From Johannes Lichtman comes a wisely comic debut novel about a teacher whose efforts to stay sober land him in Sweden, but the refugee crisis forces a very different kind of reckoning.
You don’t have to be perfect to do good...
Jonas Anderson wants a fresh start.
He’s made plenty of bad decisions in his life, and at age twenty-eight he’s been fired from yet another teaching position after assigning homework like, Attend a stranger’s funeral and write about it. But, he’s sure a move to Sweden, the country of his mother’s birth, will be just the thing to kick-start a new and improved—and newly sober—Jonas.
When he arrives in Malmo in 2015, the city is struggling with the influx of tens of thousands of Middle Eastern refugees. Driven by an existential need to “do good,” Jonas begins volunteering with an organization that teaches Swedish to young migrants. The connections he makes there, and one student in particular, might send him down the right path toward fulfillment—if he could just get out of his own way.

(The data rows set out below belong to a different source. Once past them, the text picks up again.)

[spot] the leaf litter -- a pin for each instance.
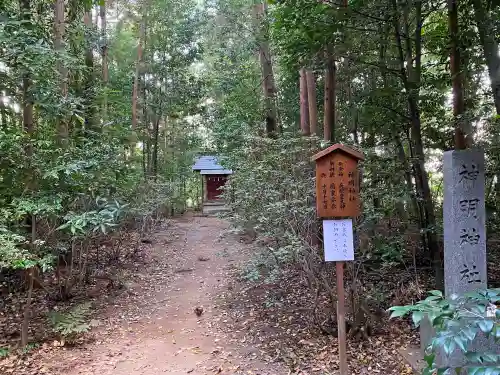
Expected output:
(239, 332)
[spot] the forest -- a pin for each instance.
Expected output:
(105, 104)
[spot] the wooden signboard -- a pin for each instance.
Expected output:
(337, 182)
(337, 197)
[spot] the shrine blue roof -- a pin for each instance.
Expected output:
(209, 163)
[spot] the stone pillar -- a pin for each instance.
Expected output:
(464, 224)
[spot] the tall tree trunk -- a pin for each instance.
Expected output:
(156, 131)
(89, 80)
(311, 98)
(304, 104)
(463, 132)
(3, 113)
(27, 109)
(59, 31)
(268, 82)
(411, 81)
(104, 55)
(29, 129)
(330, 98)
(490, 48)
(138, 71)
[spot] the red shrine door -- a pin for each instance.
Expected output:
(214, 182)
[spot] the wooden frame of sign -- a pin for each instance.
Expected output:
(337, 197)
(337, 182)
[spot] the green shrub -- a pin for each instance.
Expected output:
(457, 322)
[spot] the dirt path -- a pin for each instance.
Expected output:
(152, 328)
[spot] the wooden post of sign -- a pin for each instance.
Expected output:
(341, 329)
(337, 197)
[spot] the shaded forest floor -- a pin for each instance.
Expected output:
(151, 326)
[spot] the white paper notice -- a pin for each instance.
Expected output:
(338, 240)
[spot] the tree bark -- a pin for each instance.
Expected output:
(304, 105)
(329, 103)
(138, 69)
(311, 98)
(89, 81)
(59, 32)
(486, 32)
(410, 77)
(27, 108)
(104, 55)
(268, 82)
(463, 132)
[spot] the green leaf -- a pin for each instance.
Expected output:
(399, 311)
(429, 359)
(461, 343)
(437, 293)
(417, 317)
(485, 325)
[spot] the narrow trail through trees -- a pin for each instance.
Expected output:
(153, 328)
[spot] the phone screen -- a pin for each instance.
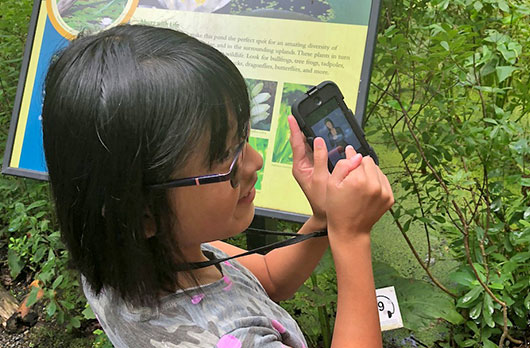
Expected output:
(329, 122)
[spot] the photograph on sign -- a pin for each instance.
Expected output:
(282, 48)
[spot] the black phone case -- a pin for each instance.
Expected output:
(365, 149)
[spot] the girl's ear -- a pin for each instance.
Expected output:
(149, 225)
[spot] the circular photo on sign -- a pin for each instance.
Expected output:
(70, 17)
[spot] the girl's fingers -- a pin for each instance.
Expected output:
(350, 152)
(320, 158)
(344, 167)
(296, 139)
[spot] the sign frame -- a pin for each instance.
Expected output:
(360, 107)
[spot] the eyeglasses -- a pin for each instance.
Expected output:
(211, 178)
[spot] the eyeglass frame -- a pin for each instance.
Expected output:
(203, 179)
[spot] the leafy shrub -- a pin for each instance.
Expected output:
(450, 91)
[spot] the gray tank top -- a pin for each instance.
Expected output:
(232, 312)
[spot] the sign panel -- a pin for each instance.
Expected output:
(281, 47)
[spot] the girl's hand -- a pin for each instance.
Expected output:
(310, 169)
(357, 196)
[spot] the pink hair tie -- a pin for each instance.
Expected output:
(197, 298)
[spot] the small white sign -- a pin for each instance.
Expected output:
(389, 314)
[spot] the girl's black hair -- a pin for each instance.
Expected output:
(122, 109)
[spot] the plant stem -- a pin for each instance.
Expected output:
(322, 317)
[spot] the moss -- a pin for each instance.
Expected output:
(51, 336)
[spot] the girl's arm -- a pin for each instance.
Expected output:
(282, 271)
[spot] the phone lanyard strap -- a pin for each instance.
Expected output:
(296, 238)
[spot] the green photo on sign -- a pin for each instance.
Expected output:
(259, 145)
(282, 149)
(90, 15)
(262, 95)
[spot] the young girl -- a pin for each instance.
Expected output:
(145, 136)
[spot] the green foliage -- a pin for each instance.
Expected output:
(54, 337)
(451, 96)
(92, 16)
(27, 227)
(101, 340)
(282, 148)
(260, 145)
(261, 103)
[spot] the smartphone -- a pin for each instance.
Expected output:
(321, 112)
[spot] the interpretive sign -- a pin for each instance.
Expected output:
(281, 47)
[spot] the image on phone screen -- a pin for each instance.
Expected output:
(329, 123)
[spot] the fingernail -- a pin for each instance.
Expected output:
(356, 157)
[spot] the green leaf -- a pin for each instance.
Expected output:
(463, 277)
(36, 204)
(503, 72)
(488, 344)
(88, 313)
(503, 5)
(57, 281)
(261, 98)
(51, 309)
(474, 313)
(467, 300)
(75, 322)
(488, 310)
(257, 89)
(15, 263)
(32, 298)
(527, 301)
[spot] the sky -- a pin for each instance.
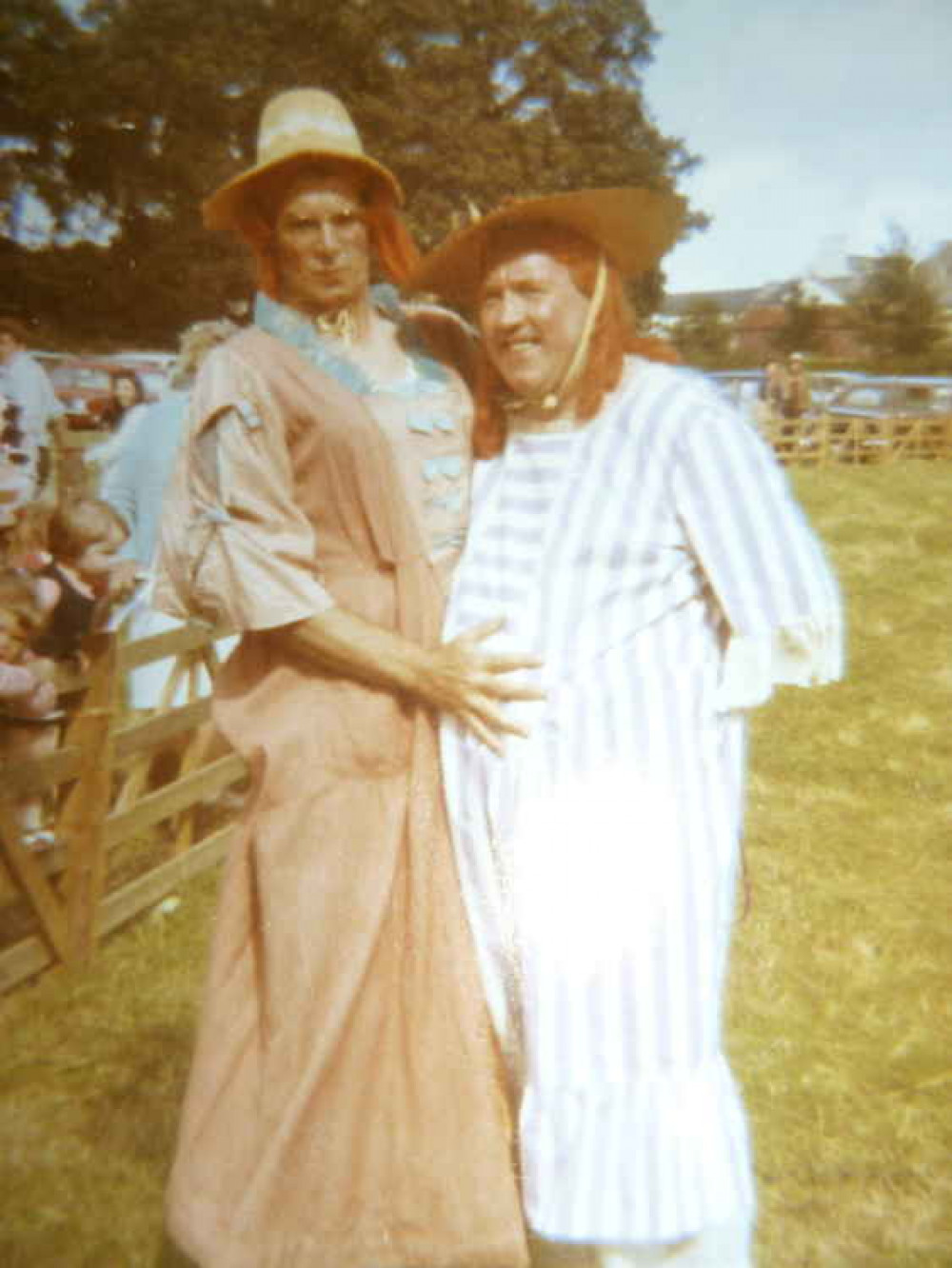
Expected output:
(821, 123)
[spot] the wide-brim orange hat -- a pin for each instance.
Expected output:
(295, 126)
(633, 226)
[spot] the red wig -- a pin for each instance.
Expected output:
(389, 237)
(612, 337)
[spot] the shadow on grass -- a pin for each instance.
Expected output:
(136, 1108)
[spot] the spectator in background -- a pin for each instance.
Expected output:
(773, 388)
(16, 484)
(134, 485)
(125, 407)
(30, 400)
(136, 482)
(84, 538)
(796, 393)
(126, 392)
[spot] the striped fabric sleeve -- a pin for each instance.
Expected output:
(761, 558)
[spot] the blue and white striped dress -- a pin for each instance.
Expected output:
(658, 565)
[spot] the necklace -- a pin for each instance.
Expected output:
(340, 326)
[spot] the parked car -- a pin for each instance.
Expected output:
(880, 413)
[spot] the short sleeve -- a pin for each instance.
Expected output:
(761, 558)
(235, 546)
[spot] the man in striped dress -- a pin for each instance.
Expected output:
(643, 542)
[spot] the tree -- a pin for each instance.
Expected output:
(894, 308)
(802, 322)
(470, 100)
(703, 333)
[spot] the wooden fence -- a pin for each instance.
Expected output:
(127, 831)
(824, 439)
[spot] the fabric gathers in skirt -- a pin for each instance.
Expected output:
(599, 858)
(344, 1106)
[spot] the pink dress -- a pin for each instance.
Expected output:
(344, 1104)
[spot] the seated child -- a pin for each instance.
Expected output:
(27, 692)
(84, 537)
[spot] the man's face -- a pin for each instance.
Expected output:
(531, 315)
(322, 247)
(9, 347)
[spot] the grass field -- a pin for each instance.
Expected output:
(841, 1012)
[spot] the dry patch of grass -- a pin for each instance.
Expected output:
(841, 1011)
(841, 1015)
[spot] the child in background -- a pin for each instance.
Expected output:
(84, 538)
(27, 691)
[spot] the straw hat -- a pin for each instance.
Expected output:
(634, 228)
(303, 123)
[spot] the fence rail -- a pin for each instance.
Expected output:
(109, 797)
(824, 440)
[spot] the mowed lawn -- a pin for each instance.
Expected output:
(841, 1012)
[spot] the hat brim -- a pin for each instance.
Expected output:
(228, 207)
(634, 228)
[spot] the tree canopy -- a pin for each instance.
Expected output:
(894, 308)
(119, 122)
(703, 333)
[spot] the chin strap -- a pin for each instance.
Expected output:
(550, 402)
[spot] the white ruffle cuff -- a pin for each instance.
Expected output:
(803, 654)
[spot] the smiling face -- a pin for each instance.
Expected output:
(531, 315)
(321, 247)
(98, 558)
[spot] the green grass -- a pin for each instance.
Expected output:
(841, 1015)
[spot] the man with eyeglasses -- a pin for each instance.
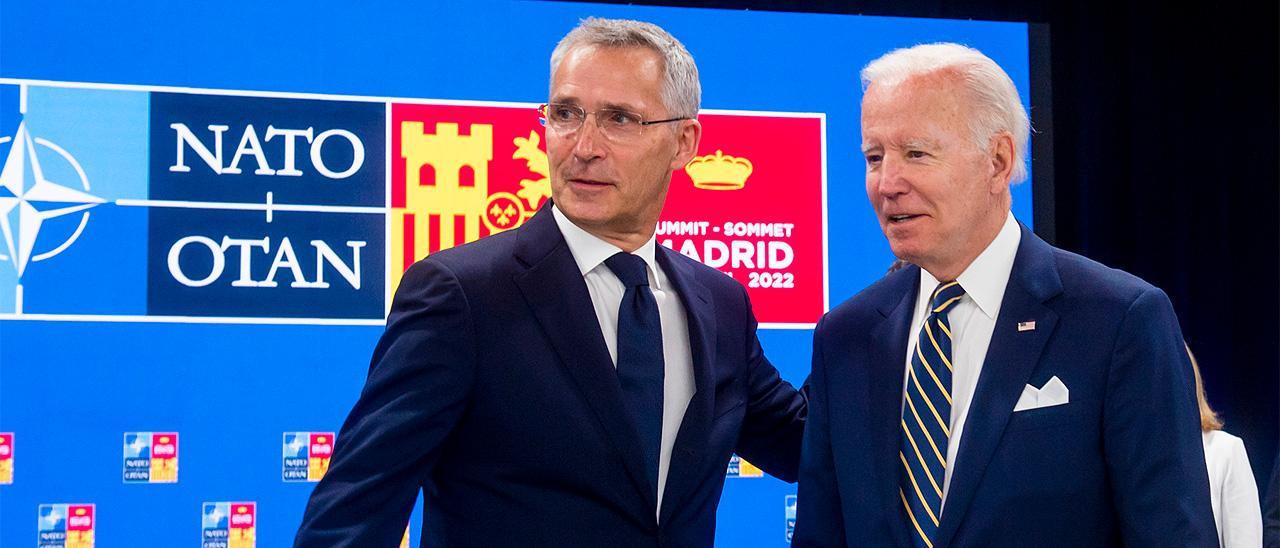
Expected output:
(568, 382)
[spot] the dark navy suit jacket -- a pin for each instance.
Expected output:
(493, 392)
(1120, 464)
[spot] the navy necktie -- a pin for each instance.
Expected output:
(927, 419)
(640, 364)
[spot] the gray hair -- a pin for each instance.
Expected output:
(681, 92)
(995, 97)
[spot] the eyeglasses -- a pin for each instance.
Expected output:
(615, 124)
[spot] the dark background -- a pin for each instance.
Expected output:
(1165, 163)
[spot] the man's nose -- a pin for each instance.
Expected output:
(588, 145)
(891, 179)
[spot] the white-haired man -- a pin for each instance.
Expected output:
(568, 382)
(999, 391)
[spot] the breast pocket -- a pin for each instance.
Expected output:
(1064, 416)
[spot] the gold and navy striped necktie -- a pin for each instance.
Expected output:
(927, 419)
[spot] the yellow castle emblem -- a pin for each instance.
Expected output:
(718, 172)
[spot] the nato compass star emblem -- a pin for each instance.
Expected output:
(27, 199)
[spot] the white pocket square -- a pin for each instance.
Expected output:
(1052, 393)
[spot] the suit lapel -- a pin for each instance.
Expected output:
(691, 442)
(557, 296)
(886, 373)
(1009, 364)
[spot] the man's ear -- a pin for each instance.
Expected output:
(1001, 161)
(688, 137)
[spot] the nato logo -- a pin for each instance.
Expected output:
(65, 525)
(150, 457)
(228, 524)
(740, 467)
(190, 205)
(306, 455)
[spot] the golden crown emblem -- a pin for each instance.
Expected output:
(718, 172)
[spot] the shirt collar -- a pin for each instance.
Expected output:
(589, 251)
(987, 275)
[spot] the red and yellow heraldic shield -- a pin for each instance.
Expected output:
(461, 173)
(5, 457)
(243, 525)
(80, 525)
(750, 204)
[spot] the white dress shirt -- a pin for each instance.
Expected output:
(1233, 492)
(607, 290)
(972, 319)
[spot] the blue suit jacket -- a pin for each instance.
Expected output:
(1120, 464)
(492, 391)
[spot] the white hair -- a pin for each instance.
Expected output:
(681, 92)
(992, 94)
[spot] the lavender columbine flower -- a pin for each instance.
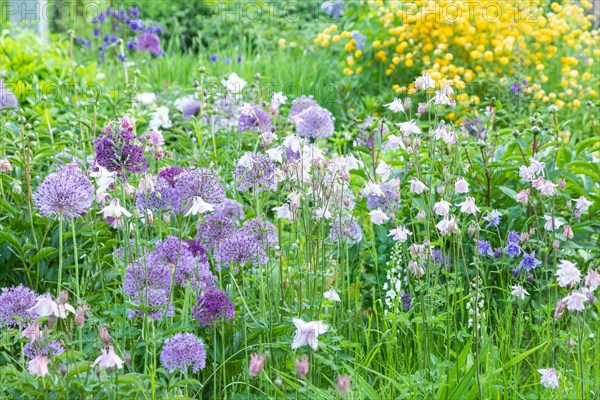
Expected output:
(15, 302)
(183, 350)
(213, 307)
(66, 193)
(529, 262)
(255, 170)
(315, 122)
(118, 149)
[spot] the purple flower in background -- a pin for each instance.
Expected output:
(213, 308)
(314, 122)
(484, 248)
(254, 119)
(118, 149)
(15, 302)
(66, 193)
(183, 350)
(255, 170)
(150, 43)
(529, 261)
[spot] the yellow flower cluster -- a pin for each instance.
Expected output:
(473, 40)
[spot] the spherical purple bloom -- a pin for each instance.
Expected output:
(15, 302)
(254, 119)
(529, 262)
(149, 42)
(183, 350)
(118, 149)
(344, 228)
(256, 171)
(314, 122)
(65, 194)
(485, 248)
(213, 307)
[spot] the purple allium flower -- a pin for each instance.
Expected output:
(7, 98)
(118, 149)
(198, 182)
(300, 104)
(314, 122)
(388, 202)
(149, 42)
(344, 228)
(16, 301)
(66, 193)
(181, 351)
(484, 248)
(213, 307)
(529, 261)
(255, 170)
(254, 119)
(513, 249)
(39, 348)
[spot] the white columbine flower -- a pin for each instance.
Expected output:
(307, 333)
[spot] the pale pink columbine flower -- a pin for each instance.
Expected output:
(568, 274)
(378, 217)
(38, 366)
(417, 187)
(468, 206)
(448, 225)
(332, 295)
(582, 204)
(199, 207)
(519, 292)
(114, 210)
(552, 224)
(441, 208)
(395, 106)
(522, 196)
(592, 280)
(307, 333)
(302, 366)
(5, 165)
(568, 232)
(257, 362)
(400, 234)
(108, 359)
(549, 378)
(461, 186)
(575, 301)
(343, 385)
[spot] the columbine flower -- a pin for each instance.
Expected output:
(468, 206)
(519, 292)
(410, 127)
(108, 359)
(307, 333)
(417, 186)
(378, 217)
(552, 224)
(257, 363)
(234, 83)
(114, 210)
(199, 207)
(183, 350)
(332, 295)
(396, 106)
(549, 378)
(568, 274)
(400, 234)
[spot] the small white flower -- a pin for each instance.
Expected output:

“Such Good Work is, indeed, a bit Jonas-like: it’s wary of affectation or grandstanding; it works small, as if from a sense of modesty, a reluctance to presume; it cuts sincerity with the driest of humor” (The New Yorker). In his debut, Lichtman, “a remarkable thinker and social satirist” (The New York Times Book Review), spins a darkly comic story, brought to life with wry observations and searing questions about our modern world, and told with equal measures of grace and wit.